The heaviest player in the majors is Jonathan Broxton, listed at 310. The second-heaviest is Jon Rauch, listed at 290 (all weights and position designations are from baseball-reference.com). Believe it or not, every single position (except DH) achieved statistical significance in difference between pitcher and the other position--catchers and first basemen being heavier, and EVERYONE ELSE being lighter. This was a solid argument only missing the facts to support it. The fact that it was a female caller brought this t-shirt to mind.

The second argument took the freaking cake. He suggested that baseball needed fighting because viewership is down and no one watches anymore. When directly refuted on this point, he suggested that attendance is up only because of population growth. This chart's for him, and it's busy:
























There are three values plotted on two different axises. The right axis is average attendance per game, which shows an increase from around 14,000 per game in the 1950s to about 30,000 per game in 2010. People seemed to think that baseball was in its Golden Era in the 1950s and they're just dead wrong. The Giants and Dodgers didn't leave New York because of the weather--they weren't drawing fans, even while the Dodgers were one of the best teams in baseball history during the 1950s and the Giants had Willie Mays.

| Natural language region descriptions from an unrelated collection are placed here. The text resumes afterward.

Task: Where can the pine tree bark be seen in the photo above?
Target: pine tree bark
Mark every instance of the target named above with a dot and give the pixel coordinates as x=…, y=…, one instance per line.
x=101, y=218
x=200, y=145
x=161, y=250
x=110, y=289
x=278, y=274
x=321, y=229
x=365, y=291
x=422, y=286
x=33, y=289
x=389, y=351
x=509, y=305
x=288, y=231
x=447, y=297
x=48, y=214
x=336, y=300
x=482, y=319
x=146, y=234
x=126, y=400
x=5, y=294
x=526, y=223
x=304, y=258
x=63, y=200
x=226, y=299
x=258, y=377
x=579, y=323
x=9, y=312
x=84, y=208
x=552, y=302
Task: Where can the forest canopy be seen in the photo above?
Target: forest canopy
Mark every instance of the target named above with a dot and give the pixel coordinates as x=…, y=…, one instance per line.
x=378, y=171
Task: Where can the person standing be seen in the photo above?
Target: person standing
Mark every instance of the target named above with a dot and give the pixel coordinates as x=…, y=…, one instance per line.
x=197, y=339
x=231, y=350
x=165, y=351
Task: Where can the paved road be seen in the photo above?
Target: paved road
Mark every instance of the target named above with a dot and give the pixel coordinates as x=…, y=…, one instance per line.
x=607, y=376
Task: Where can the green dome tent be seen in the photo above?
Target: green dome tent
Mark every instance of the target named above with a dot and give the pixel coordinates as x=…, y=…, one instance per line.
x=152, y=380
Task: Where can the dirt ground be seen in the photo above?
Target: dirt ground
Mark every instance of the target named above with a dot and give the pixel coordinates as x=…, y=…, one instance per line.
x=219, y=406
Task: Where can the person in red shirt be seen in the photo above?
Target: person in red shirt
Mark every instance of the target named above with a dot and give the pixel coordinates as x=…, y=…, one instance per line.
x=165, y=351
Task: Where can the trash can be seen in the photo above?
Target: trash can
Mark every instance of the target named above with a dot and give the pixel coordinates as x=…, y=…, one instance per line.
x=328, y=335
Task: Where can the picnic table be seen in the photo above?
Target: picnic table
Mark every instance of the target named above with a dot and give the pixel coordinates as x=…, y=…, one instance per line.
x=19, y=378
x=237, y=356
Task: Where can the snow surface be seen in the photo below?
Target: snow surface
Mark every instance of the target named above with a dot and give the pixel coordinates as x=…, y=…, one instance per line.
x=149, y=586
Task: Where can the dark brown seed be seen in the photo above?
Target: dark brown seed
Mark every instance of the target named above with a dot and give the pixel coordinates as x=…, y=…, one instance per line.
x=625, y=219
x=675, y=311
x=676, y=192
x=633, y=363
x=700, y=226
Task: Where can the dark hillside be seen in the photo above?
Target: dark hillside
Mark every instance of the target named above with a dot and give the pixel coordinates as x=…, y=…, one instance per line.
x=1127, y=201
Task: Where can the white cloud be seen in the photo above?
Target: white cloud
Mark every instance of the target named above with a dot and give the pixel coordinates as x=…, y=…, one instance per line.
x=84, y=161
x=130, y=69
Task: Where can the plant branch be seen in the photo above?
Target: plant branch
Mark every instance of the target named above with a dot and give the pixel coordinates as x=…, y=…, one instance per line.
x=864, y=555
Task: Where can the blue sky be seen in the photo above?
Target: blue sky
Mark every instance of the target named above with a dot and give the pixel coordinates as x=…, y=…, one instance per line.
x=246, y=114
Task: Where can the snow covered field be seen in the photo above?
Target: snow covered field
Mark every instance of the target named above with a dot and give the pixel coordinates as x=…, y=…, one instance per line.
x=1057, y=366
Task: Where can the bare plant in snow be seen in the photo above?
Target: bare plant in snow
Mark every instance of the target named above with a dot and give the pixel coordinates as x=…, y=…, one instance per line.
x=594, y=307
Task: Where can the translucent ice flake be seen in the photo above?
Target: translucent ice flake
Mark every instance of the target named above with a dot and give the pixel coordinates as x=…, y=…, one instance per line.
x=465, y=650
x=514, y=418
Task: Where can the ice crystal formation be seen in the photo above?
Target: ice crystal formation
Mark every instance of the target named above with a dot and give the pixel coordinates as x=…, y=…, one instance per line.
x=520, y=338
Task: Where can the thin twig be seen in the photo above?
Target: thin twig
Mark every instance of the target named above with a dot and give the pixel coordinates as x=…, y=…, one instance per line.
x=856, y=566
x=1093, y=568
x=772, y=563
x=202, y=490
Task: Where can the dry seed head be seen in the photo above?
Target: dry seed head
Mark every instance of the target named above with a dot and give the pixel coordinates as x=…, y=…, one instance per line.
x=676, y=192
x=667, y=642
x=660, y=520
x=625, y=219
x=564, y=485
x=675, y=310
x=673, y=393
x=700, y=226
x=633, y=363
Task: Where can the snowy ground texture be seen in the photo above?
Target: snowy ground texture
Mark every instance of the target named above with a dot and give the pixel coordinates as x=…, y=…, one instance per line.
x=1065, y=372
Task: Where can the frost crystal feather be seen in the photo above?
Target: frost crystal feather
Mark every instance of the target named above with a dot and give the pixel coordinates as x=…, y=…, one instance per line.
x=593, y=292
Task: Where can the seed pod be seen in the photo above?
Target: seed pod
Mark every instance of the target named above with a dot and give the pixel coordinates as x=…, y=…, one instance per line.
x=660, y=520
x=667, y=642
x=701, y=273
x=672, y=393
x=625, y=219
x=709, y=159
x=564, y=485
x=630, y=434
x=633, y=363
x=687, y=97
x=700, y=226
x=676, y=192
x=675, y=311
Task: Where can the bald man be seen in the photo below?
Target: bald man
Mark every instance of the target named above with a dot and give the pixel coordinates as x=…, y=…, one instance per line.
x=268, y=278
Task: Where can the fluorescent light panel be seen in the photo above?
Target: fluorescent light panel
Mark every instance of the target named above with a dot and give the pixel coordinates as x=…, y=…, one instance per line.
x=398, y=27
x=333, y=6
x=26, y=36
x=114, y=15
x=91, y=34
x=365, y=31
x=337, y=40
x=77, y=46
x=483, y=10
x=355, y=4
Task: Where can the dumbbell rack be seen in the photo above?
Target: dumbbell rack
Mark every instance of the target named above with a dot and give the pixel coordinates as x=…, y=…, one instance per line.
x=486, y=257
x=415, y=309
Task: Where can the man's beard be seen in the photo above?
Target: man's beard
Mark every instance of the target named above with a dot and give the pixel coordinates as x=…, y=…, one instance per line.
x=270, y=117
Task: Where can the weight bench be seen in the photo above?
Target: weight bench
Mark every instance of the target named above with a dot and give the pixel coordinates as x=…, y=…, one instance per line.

The plots on the left require greater explanation. The blue line is the percent of stadium capacity that was filled, which I find to be a more accurate measure than just attendance. Baseball used to be played in larger stadiums--Cleveland used to play in a stadium that seated 74,000, and by the 1970s were lucky to get 10,000. As the new stadium wave that began in the early 1990s worked its way through, stadiums got smaller (usually by being baseball-only instead of multi-purpose), which resulted in the percent of seats sold increasing  from about 30% to around 70% today.

The red line is the percent of a metro area's population that attended games. If population growth alone fueled increased attendance, that red line would be straight, but it's not--it increased from about 20% of metro area population to around 40%. This despite expansion, or the potential to dilute attendance by creating more supply.

One last thing is to notice the relative flatness of the average attendance from 1950-1980 and the growth that began around 1981. I'm sure doctoral dissertations have been written on the subject, but this increase in attendance (which also occurred in hockey and basketball as well) is tied with the economic expansion that occurred between 1981-2007. The scariest part is that the caller would probably look at the first chart in this post and claim that the increased HBPs drove the attendance increase.